The 11-plus exam, which relies heavily on months of preparation and already discriminates cruelly between rich and poor children, is apparently going ahead – at a time when many applicants will have missed months of education. In my local area a private school headteacher is nobly doing a charitable run to fund laptops for children in the state sector.

Fraught rows over whether schools should open last week, this week or in three months’ time have inevitably focused on safety and risk. Coming soon will be an outcry over the integrity of inspections and the results of exams that didn’t take place and are probably well past their sell-by date.

Scrutiny of these important dilemmas obscures the much bigger scandal staring us in the face: the painstaking gains made to equality in education are about to be swept away. Ministers like to talk about the fragility of public health but what about the fragility of public education?

For all the Gove/Cummings sorcery over the past 10 years, the goading of “the blob” and tumultuous reforms, the education system is nowhere near robust or equitable enough to withstand a shock like this, in spite of heroic work taking place in schools up and down the country.
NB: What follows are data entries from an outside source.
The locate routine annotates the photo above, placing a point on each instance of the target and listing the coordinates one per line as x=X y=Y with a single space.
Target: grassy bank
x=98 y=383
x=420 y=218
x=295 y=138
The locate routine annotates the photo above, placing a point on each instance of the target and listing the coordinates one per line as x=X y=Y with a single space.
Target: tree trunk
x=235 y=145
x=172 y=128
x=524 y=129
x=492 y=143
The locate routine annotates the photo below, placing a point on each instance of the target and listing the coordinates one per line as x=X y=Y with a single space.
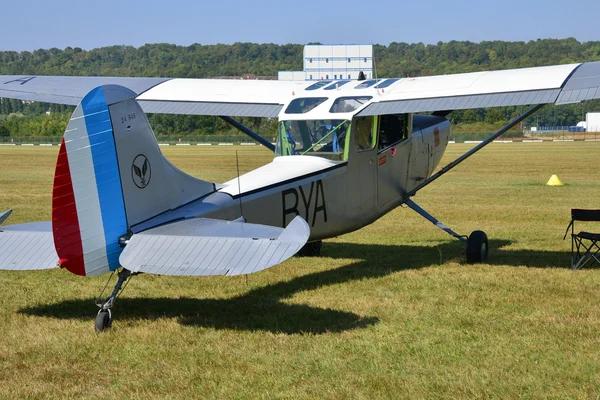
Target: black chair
x=584 y=245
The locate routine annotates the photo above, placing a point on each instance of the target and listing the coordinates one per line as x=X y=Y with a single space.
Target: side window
x=392 y=129
x=363 y=133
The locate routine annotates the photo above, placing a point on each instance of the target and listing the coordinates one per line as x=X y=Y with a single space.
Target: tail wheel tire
x=103 y=320
x=477 y=247
x=312 y=249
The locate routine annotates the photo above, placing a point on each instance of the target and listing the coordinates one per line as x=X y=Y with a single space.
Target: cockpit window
x=387 y=83
x=367 y=84
x=318 y=85
x=304 y=105
x=348 y=104
x=336 y=85
x=324 y=138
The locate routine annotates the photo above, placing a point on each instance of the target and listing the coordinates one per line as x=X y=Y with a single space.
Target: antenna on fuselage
x=237 y=165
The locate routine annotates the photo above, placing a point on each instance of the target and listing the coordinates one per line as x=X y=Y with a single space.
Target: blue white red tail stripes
x=88 y=211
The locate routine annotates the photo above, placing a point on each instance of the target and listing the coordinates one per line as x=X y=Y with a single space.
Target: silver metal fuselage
x=334 y=197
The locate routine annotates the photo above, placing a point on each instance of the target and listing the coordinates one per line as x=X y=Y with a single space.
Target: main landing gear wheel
x=103 y=320
x=477 y=247
x=312 y=249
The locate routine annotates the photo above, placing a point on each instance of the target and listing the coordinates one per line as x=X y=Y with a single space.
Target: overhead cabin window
x=304 y=105
x=322 y=138
x=367 y=84
x=386 y=83
x=318 y=85
x=392 y=129
x=348 y=104
x=336 y=85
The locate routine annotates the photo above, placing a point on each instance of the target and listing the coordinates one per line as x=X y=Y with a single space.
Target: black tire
x=477 y=247
x=312 y=249
x=103 y=320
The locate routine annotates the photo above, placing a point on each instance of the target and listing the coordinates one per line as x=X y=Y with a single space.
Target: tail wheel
x=103 y=320
x=312 y=249
x=477 y=247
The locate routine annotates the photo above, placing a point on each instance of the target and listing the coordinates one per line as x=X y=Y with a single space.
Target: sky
x=44 y=24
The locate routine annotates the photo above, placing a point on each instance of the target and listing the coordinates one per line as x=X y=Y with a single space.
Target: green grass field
x=390 y=311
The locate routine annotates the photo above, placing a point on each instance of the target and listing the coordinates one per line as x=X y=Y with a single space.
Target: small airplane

Johnson and his pals love their short-order soundbites: Take Back Control, Get Brexit Done, Whatever it Takes and the latest, Time to Move on (nothing to see here).

Sadly, there will be damage to see here, possibly for years to come, because the foundations of our school system, especially if you are poor, are fundamentally weak, poorly resourced and unfair, as they always have been. Just moving on and reverting to the status quo yet again without addressing the need for more profound change is, in three simple words: Not Good Enough.